EU nationals living and working in the UK are understandably anxious about how the ‘leave’ vote will affect their long term prospects – and employers have been plunged into uncertainty over what changes to employment law may or may not be on the horizon.
There are many questions in particular around the whole ‘right to work’ issue – will a new points system be introduced? will employing migrant workers become more complex? will the rules about exchange of data across Europe be changed? – and of course no-one knows the answers.
But the issue has brought the importance of employee screening sharply into focus – and highlighted some key areas that HR needs to pay attention to. So if your business employs EU workers, what are the issues you should be thinking about?
Although there is much speculation about changes that may be made to the immigration system, for the moment nothing has changed. All the previous rules for employing migrant workers still apply and it is vital that employers continue to conduct rigorous checks on candidate’s identity and their legal right to work in the UK. Documents still need to be checked to establish that it is ‘beyond reasonable doubt’ that they have not been forged or falsified and that people are who they say they are. The penalties for getting it wrong are severe. Employers face a potential fine of £20,000 per illegal worker, as well as a two-year prison sentence if they are found to be knowingly employing illegal workers. Don’t fall into the trap of thinking that the uncertainty means you can relax and overlook the rules. UK Visas and Immigration is applying increasing pressure on employers to make sure the necessary checks are carried out – witness the recent experience of the Byron Hamburgers chain, where dozens of staff were arrested following an immigration crack-down.
Brexit has caused an enormous amount of anxiety amongst EU nationals, many of whom are extremely worried about the potential impact on both their work and home lives. As an employer, you cannot provide the answers, but it is important to keep the lines of communication open and to give employees the opportunity to voice their views and concerns. Take whatever opportunities you can to stress the value the business places on having a diverse workforce. Be prepared to listen to people’s concerns both on a one-to-one basis and through staff forums. Use your intranet or other regular communication channels to keep people up-to-date with any developments as they arise. Don’t forget that staff who are not directly affected may also be feeling unsettled and concerned about their colleagues. A recent CIPD poll showed that 70 per cent of HR practitioners believed Brexit would either weaken or significantly weaken employee morale. Both senior management and HR have a key role to play in ensuring regular, open communication takes place, but line managers will also find themselves facing questions and may need guidance on the most appropriate way to deal with their team in the current ambiguous scenario.

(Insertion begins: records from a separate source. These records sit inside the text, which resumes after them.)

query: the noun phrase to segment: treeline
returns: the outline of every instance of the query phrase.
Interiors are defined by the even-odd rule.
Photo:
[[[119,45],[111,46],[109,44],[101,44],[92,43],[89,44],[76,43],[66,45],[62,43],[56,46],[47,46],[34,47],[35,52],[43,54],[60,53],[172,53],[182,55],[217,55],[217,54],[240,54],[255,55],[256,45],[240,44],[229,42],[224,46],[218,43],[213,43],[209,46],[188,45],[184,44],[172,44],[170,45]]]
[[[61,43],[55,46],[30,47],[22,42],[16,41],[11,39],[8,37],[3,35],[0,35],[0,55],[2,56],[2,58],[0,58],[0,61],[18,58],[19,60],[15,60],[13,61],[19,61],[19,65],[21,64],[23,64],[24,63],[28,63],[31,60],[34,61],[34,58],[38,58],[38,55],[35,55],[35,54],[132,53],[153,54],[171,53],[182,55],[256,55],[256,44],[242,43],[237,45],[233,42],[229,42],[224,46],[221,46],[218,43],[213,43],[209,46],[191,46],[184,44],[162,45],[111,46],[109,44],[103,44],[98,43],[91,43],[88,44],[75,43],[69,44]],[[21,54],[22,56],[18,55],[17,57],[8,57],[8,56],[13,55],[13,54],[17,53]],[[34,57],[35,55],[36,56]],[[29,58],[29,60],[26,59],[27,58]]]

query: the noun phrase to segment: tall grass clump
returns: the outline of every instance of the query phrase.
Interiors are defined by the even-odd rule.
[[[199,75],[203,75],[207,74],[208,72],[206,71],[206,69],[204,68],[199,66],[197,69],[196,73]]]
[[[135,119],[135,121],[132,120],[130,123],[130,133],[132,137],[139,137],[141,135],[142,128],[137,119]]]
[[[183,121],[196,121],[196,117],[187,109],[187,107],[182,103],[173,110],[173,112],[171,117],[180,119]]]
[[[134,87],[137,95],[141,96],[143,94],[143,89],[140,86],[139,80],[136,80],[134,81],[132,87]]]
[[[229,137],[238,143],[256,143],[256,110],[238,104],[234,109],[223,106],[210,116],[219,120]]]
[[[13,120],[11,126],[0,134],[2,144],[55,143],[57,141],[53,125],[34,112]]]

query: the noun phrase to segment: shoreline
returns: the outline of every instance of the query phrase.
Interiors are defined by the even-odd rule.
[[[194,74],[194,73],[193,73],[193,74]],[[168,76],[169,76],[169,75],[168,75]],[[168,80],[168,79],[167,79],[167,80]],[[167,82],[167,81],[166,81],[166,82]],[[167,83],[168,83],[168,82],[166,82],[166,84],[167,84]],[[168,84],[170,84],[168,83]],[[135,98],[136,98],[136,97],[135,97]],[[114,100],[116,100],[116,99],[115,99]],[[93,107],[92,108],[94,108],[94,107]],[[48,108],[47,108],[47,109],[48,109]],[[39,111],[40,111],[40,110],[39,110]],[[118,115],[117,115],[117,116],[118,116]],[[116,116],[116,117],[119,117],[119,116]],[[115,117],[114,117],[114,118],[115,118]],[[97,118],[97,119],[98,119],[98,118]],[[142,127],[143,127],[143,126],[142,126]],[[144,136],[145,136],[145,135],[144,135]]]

Do you have a clear overview of the immigration status of your workforce in the UK and Europe? If you have gone through a thorough vetting procedure, you should have all the necessary proof of right to work documents on file. Now is probably a good time to conduct an audit so that you can get a helicopter view of just how many staff may potentially be affected if the rules change. An audit will also help you get a picture of people’s individual situations and to see when documents expire or need to be renewed or revalidated. Don’t forget to include UK staff who are working in or seconded to positions in other European countries as they may also be affected depending on the final arrangements that are made during the Brexit negotiations. Having a clear picture of the make-up and status of the workforce will mean you are better prepared to react if and when changes are made.